I haven't done a cv in a while, and attendance at a conference or symposium . . . isn't something I would think of putting on it . . . . I *will* include [my attendance at cwc95-l] in my annual self-evaluation list of accomplishments and in my next application for promotion . . . . I believe that in many ways my attendance on-line was more valuable than many conferences I've attended in person--both are good, but they seem to serve different purposes for me. I got a real education in using computers to teach writing--not just a quick glimpse at what a few people are doing. That's not to put down f2f conferences--just to indicate that this was at least equally valuable to me, hence to my school, and so deserves at least equal consideration in evaluation and promotion.
That last point about evaluation and promotion is significant: it is easier to make the case for participation in an online discussion as faculty development than perhaps anything else.

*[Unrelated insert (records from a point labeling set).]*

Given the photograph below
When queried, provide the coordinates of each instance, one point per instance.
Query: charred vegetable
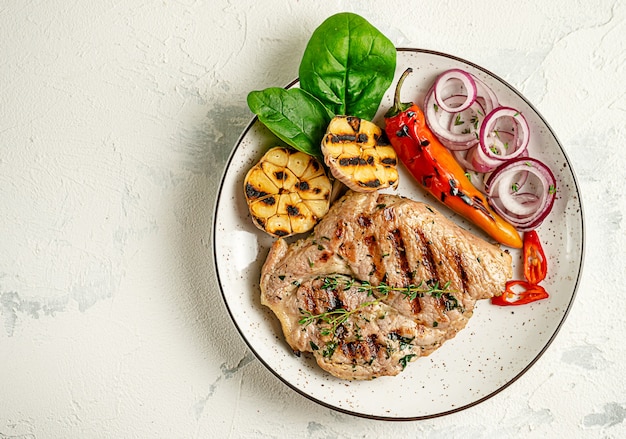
(287, 192)
(435, 168)
(359, 155)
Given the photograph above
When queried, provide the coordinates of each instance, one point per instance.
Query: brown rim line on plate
(497, 346)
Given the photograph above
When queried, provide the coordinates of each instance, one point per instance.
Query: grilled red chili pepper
(530, 293)
(436, 169)
(535, 263)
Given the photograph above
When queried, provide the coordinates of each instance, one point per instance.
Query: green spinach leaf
(294, 116)
(348, 65)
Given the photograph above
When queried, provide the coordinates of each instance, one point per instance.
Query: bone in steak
(381, 281)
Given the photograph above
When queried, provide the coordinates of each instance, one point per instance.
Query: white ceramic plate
(498, 345)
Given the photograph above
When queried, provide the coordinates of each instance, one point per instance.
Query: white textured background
(116, 119)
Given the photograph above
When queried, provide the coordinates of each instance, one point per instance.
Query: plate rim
(490, 395)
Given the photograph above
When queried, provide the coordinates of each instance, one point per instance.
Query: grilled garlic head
(359, 155)
(287, 192)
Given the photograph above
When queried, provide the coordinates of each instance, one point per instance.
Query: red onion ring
(440, 121)
(449, 80)
(522, 191)
(493, 149)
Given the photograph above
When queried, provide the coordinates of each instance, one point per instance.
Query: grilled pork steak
(381, 281)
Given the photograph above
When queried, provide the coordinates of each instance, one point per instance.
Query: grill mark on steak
(458, 258)
(380, 333)
(400, 253)
(428, 257)
(373, 250)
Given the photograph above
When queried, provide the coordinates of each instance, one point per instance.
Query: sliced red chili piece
(535, 263)
(512, 296)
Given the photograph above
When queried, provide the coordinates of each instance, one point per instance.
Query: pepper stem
(399, 107)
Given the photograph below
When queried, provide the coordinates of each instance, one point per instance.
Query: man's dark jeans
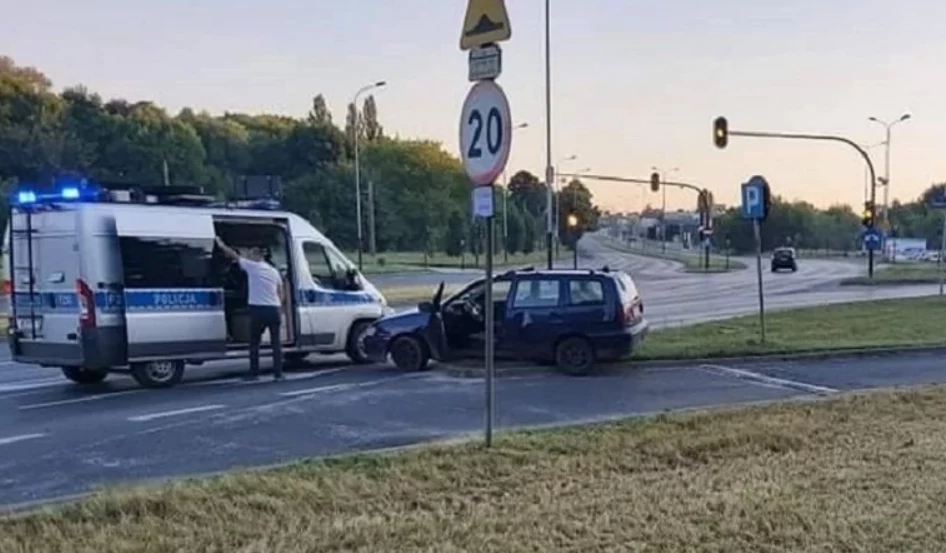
(264, 317)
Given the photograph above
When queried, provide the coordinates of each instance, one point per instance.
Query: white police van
(107, 279)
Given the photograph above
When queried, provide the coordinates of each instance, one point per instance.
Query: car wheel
(575, 356)
(355, 345)
(158, 374)
(409, 354)
(81, 375)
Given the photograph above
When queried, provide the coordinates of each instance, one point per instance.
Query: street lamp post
(358, 94)
(887, 127)
(663, 207)
(557, 204)
(506, 205)
(549, 172)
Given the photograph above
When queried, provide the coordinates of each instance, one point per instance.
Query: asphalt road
(57, 439)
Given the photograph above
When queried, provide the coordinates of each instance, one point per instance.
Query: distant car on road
(784, 258)
(573, 318)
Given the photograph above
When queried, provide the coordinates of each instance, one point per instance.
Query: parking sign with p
(755, 199)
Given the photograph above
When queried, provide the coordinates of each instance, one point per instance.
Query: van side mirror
(352, 280)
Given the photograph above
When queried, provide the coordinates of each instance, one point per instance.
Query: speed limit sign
(485, 132)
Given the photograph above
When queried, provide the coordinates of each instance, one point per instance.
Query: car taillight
(86, 304)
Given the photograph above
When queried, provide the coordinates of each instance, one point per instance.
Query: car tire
(158, 374)
(80, 375)
(409, 354)
(295, 358)
(354, 346)
(575, 356)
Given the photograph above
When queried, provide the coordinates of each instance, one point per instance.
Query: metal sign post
(939, 260)
(755, 206)
(758, 267)
(938, 201)
(485, 142)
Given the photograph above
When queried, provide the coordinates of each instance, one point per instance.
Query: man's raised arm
(227, 250)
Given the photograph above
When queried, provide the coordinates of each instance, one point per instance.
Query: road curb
(479, 372)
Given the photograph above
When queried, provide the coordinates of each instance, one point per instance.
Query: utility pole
(887, 127)
(549, 171)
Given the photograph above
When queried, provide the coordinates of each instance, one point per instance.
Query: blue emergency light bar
(72, 190)
(25, 197)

Paul LeBlanc very clearly makes the point that the burden of innovative work in computers and teaching, writing, and scholarship falls heavily on the shoulders of graduate students. As an "amphibian"--one who has worked successfully in both traditional and online areas--he points out the hypocrisy of the C&W community in pushing graduate students to do work that they will get no credit for under traditional criteria.

Marcy Bauman says

We really need to decide value among ourselves before we try to convince "outsiders." It's not simply a matter of convincing some potentially hostile Other that we're worthy; it's also a matter of figuring out why we value the folks whose work we admire. It's also a matter of explaining what's good about what we do just to ourselves, too. It's a matter of -- dare I say it? -- celebrating and admiring our own community's good stuff.
Eric Crump articulates a path we might follow in revising how we `referee' online work, especially discussion: we may have to develop an approach to "ex post facto refereeing in order to determine the quality of our work and whether it is "substantial effort in scholarly, professional, community and educational work."

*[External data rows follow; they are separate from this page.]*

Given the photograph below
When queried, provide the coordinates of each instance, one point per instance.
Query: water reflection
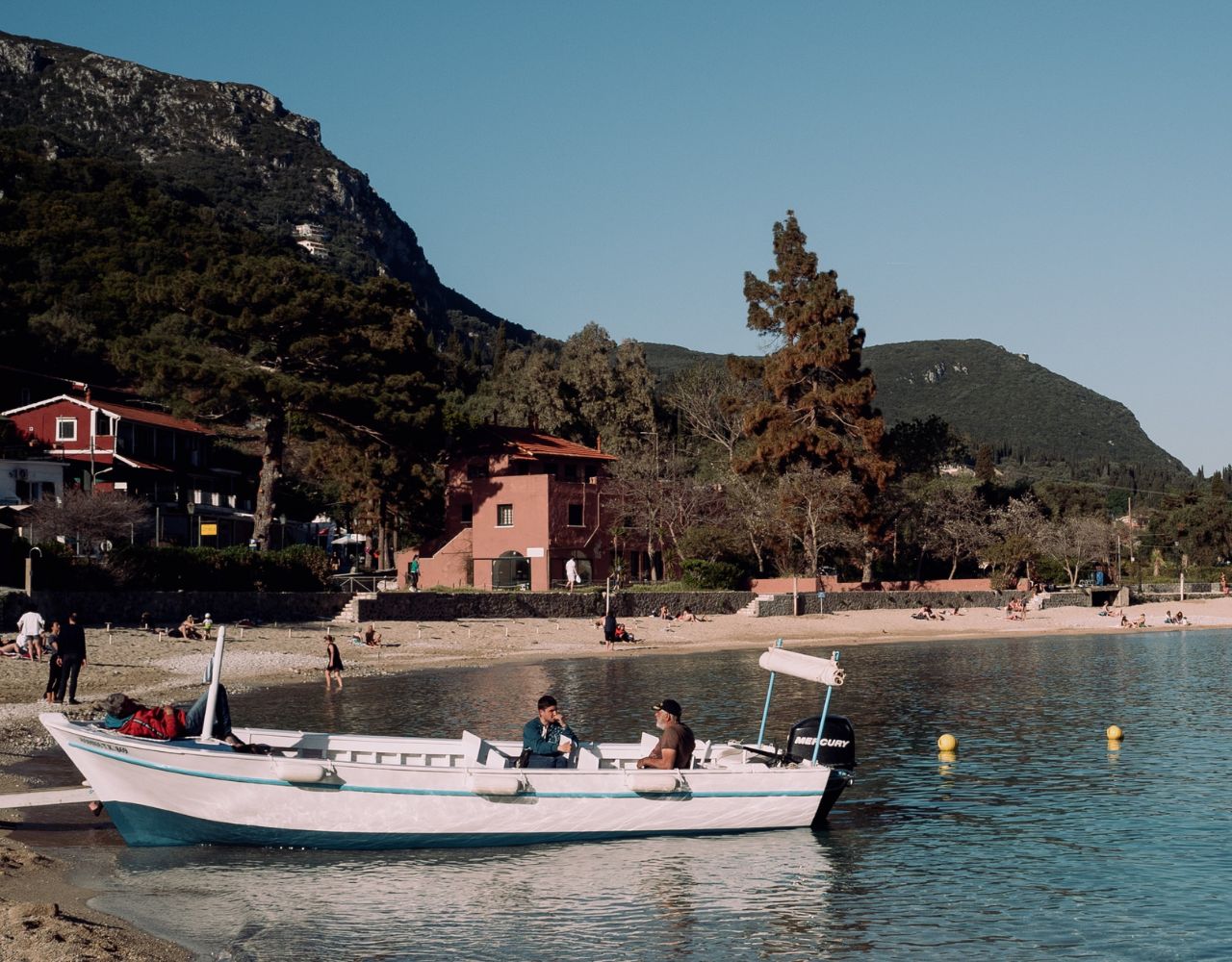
(686, 893)
(1040, 840)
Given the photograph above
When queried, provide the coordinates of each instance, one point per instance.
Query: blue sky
(1050, 176)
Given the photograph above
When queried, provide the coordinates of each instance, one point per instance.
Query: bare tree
(88, 519)
(813, 515)
(1073, 541)
(954, 522)
(713, 402)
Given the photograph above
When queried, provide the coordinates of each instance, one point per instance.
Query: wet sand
(44, 917)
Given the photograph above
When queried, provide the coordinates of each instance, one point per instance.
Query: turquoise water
(1038, 839)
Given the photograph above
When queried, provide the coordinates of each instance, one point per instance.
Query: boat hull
(188, 794)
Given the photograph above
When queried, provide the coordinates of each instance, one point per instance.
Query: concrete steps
(348, 610)
(751, 610)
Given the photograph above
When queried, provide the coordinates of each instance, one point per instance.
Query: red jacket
(163, 723)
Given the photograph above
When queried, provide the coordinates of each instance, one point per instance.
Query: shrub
(701, 575)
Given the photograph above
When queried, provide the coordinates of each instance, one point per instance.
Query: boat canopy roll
(809, 668)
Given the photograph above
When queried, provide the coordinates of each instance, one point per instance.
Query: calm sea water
(1038, 840)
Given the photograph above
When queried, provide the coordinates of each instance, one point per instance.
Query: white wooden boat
(331, 791)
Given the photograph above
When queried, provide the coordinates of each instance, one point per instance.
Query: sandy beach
(46, 918)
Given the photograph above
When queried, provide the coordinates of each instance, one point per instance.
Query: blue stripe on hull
(141, 825)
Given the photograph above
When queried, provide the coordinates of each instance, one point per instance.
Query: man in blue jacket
(549, 738)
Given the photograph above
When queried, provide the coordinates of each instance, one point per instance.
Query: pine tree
(819, 413)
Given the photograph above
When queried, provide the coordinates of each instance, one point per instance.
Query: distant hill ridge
(992, 395)
(233, 144)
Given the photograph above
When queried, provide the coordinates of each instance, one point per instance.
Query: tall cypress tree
(819, 413)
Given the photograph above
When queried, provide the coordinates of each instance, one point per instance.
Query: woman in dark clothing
(333, 663)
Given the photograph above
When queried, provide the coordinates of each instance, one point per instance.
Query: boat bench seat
(479, 751)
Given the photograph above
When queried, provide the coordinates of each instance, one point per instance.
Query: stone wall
(883, 600)
(583, 604)
(167, 609)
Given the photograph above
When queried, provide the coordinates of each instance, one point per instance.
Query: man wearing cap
(549, 738)
(676, 746)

The Fifth C: Computers, Special Interest Group Session CCCC, Milwaukee, 29 March 1996, 6:00 to 7:00 PM

Here, Rickly and Gardener make the case that the whole discussion of how work with technology is valued and evaluated should not just include what we conventionally mean by tenure and promotion, but should also include all aspects of "how work with technology influences (or should) academic and institutional privilege and recognition"--from who gets travel money and gets to teach the good courses to how student work with technology will be graded.

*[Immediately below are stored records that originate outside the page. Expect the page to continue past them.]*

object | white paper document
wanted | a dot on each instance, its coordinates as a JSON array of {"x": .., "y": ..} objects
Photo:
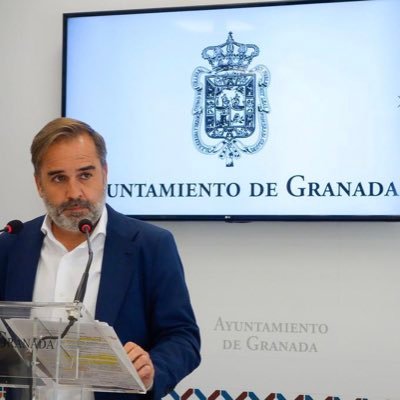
[{"x": 90, "y": 355}]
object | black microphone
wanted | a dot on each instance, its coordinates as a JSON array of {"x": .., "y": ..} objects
[
  {"x": 13, "y": 227},
  {"x": 86, "y": 227}
]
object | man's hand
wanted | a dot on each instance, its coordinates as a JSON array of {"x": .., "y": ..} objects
[{"x": 142, "y": 362}]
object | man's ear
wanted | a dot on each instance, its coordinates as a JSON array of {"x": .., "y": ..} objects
[
  {"x": 38, "y": 185},
  {"x": 105, "y": 172}
]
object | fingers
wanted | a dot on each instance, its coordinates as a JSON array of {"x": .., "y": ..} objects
[{"x": 142, "y": 362}]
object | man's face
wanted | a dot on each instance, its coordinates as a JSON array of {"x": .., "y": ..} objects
[{"x": 72, "y": 182}]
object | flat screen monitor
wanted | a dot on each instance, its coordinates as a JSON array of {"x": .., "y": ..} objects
[{"x": 262, "y": 111}]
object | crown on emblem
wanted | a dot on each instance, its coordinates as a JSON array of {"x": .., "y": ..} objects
[{"x": 230, "y": 55}]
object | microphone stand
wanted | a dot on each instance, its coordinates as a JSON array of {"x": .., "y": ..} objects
[{"x": 85, "y": 226}]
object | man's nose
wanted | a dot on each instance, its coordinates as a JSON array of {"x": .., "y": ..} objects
[{"x": 74, "y": 189}]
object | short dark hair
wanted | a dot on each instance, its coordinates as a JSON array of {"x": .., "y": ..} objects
[{"x": 64, "y": 128}]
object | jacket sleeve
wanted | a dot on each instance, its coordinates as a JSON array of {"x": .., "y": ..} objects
[{"x": 175, "y": 339}]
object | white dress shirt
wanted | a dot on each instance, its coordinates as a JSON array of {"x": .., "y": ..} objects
[{"x": 60, "y": 271}]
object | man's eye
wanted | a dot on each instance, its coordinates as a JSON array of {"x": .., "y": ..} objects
[
  {"x": 85, "y": 175},
  {"x": 58, "y": 178}
]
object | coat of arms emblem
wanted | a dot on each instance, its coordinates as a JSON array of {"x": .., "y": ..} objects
[{"x": 230, "y": 104}]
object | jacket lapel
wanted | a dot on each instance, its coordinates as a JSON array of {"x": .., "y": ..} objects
[
  {"x": 23, "y": 264},
  {"x": 117, "y": 268}
]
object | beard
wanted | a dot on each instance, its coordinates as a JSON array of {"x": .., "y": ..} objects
[{"x": 70, "y": 222}]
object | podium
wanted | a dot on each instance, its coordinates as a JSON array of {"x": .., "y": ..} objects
[{"x": 48, "y": 350}]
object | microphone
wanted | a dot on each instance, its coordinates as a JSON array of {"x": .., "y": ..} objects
[
  {"x": 86, "y": 227},
  {"x": 13, "y": 227}
]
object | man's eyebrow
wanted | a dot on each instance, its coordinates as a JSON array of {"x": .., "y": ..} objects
[
  {"x": 87, "y": 168},
  {"x": 61, "y": 171},
  {"x": 55, "y": 172}
]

The Wyoming Session Report

This page is the crux of the work done at the Wyoming Conference. It includes a list of "responses to the overall question of what work with technology should be valued and how it should be evaluated."

Their responses are placed under the following headings:

  1. Create an accreditation and consulting program, modeled on the WPA Consulting programs
  2. Focus attention on work with computers and writing as applied research--applying research to teaching: this idea is typically alien to literature and composition studies but is a mainstay of social science research
  3. Work in standard-setting has to be consistent and inclusive: "For example, an institution's acceptance of a dissertation on CD-ROM should come to bear on the acceptance of a professor's publication on CD-ROM."
  4. Develop links between the economic value of the work and its value for promotion and tenure purposes: e.g. work that brings grant money into the institution should be valued in terms of that money.
  5. Create evaluative paradigms which explain "foreign" work by analogy to traditional scholarship: basically the line that Seth's department is taking--but these folks point out that we have to be able to state how MOO activity is different from attending a conference; they also note that online activity is more easily documented than conference participation (but again, who's going to actually read MOO transcripts?).
  6. Propose and encourage a system to document work with technology for those in the field: keep a log.
  7. Recommend the local establishment of specific job descriptions which include work with technology.